The request to enter into a Section 75 Agreement was apparently made in terms of the Option Agreement rather than the missives. Unfortunately the decision does not set out the terms of the missives or the Option Agreement in any detail and it is not entirely clear why the request was made in this way.

Essentially the Defenders were obliged to enter into a Section 75 Agreement “at the reasonable request” of Cala and to the extent it was necessary as a “pre-requisite to the grant of planning”.

As the Section 75 Agreement covered the land subject to the missives as well as the land subject to the Option Agreement, the first issue decided by Lord Drummond Young in effect was that it could not be said that entering into the Section 75 Agreement was a pre-requisite to the grant of planning permission n terms of the Option Agreement.

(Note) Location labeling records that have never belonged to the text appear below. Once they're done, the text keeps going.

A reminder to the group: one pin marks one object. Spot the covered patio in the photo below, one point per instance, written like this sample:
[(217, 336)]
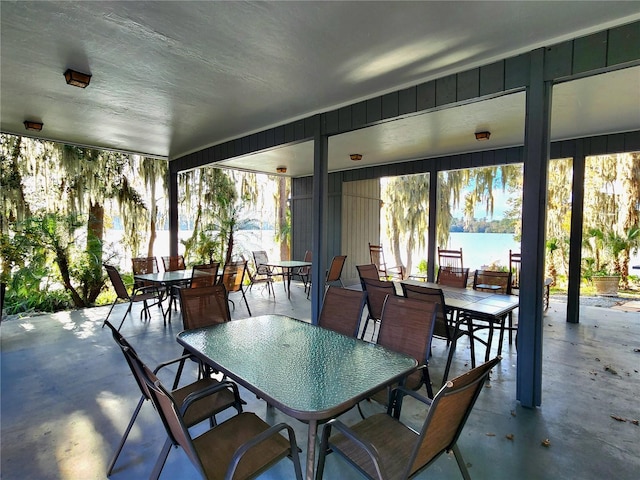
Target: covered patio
[(67, 395)]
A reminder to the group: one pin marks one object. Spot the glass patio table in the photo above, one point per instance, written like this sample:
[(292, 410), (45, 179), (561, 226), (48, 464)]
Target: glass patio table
[(287, 267), (308, 372)]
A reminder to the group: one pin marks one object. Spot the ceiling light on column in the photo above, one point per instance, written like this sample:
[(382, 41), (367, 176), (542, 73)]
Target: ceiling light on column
[(77, 79), (35, 126)]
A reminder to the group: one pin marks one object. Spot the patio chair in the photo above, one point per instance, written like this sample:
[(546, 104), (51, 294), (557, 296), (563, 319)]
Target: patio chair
[(450, 258), (233, 279), (240, 447), (334, 273), (406, 327), (382, 447), (223, 395), (453, 277), (305, 272), (143, 265), (367, 271), (446, 325), (497, 282), (342, 310), (264, 274), (376, 253), (138, 294), (202, 307), (204, 275), (377, 291), (172, 264), (515, 260)]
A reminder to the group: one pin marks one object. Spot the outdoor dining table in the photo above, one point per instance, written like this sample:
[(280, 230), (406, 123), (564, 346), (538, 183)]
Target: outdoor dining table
[(308, 372), (166, 280), (287, 267)]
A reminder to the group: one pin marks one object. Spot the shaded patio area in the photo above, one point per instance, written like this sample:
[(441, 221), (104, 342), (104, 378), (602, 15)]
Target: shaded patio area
[(67, 395)]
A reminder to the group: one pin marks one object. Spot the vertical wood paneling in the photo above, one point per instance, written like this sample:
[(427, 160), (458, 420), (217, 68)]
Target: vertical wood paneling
[(361, 224)]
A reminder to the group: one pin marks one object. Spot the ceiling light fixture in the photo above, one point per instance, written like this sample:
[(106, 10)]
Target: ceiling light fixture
[(36, 126), (77, 79)]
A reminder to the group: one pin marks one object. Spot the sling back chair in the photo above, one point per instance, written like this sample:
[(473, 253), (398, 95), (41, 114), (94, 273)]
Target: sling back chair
[(243, 446), (453, 276), (496, 282), (204, 275), (305, 272), (233, 279), (334, 273), (450, 258), (342, 310), (377, 291), (367, 271), (406, 327), (202, 307), (386, 273), (264, 274), (446, 326), (138, 294), (172, 264), (142, 266), (381, 447), (222, 395)]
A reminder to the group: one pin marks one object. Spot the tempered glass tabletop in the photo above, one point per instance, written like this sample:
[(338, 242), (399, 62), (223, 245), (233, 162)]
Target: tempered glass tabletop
[(304, 370)]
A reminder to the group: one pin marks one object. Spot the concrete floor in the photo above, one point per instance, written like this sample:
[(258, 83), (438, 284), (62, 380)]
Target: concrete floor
[(67, 396)]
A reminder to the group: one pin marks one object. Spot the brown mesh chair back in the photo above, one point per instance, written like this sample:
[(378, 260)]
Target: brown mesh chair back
[(376, 253), (342, 310), (241, 447), (381, 446), (233, 279), (171, 264), (450, 258), (493, 281), (406, 326), (453, 277), (144, 265), (204, 306), (515, 260), (140, 294), (447, 416), (367, 271), (335, 269), (446, 326), (204, 275), (377, 291), (225, 396)]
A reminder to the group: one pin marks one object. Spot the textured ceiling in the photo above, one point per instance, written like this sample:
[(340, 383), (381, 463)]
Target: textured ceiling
[(170, 78)]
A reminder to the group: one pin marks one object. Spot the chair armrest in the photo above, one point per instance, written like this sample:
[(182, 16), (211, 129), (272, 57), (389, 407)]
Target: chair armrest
[(244, 448), (412, 393), (371, 451), (205, 392)]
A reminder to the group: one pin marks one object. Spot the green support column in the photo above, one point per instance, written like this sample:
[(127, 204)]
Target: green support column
[(534, 205), (320, 200)]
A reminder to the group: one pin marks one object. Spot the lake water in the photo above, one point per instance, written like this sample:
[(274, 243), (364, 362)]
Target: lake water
[(478, 249)]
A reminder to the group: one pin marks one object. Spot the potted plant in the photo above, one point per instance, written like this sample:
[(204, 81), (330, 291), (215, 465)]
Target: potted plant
[(604, 276)]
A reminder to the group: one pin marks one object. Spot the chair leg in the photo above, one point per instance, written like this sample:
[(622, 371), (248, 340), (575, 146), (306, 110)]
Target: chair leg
[(461, 464), (162, 458), (126, 434), (245, 301)]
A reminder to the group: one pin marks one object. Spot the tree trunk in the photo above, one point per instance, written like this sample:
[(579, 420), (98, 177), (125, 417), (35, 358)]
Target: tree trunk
[(95, 237)]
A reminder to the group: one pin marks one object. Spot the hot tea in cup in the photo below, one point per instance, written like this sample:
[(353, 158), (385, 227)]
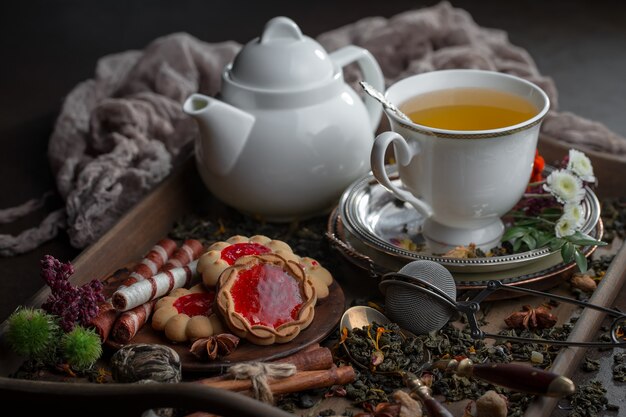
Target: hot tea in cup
[(466, 157)]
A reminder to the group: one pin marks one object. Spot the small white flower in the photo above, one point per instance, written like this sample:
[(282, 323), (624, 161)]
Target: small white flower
[(566, 226), (580, 165), (565, 186), (574, 212)]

The obligations to be undertaken would equally apply to the missives.

The next issue was the one of reasonableness. Cala argued that the concept of reasonableness only related to their request and not the provision of the Section 75 Agreement itself. Lord Drummond Young rejected this argument.

As a consequence of this Lord Drummond Young then had to go on and consider whether or not the terms of the Section 75 Agreement were reasonable with the consequence that the Defenders were obliged to enter into the Agreement. He decided having regard to all the circumstances the terms were not reasonable. He carried out a detailed analysis of the provisions. At least part of the difficulty was caused by the fact that the Section 75 Agreement related to land which was not to be transferred to Cala. A further issue appeared to relate to the fact that the land was only to be transferred in tranches. The consequence of this Lord Drummond Young decided was that the Defenders might be obliged to fulfil certain of the commitments and therefore it was not reasonable for them to be called upon to enter into an Agreement which might have that effect.

While ultimately this case probably turns upon its own factual position and the terms of the missives and the relevant Option Agreement, it is a good example of how what is considered to be a fairly standard process can go wrong. It appears in particular that for whatever reason the practical arrangements for securing planning permission failed to take into account the legal arrangements which had been put in place.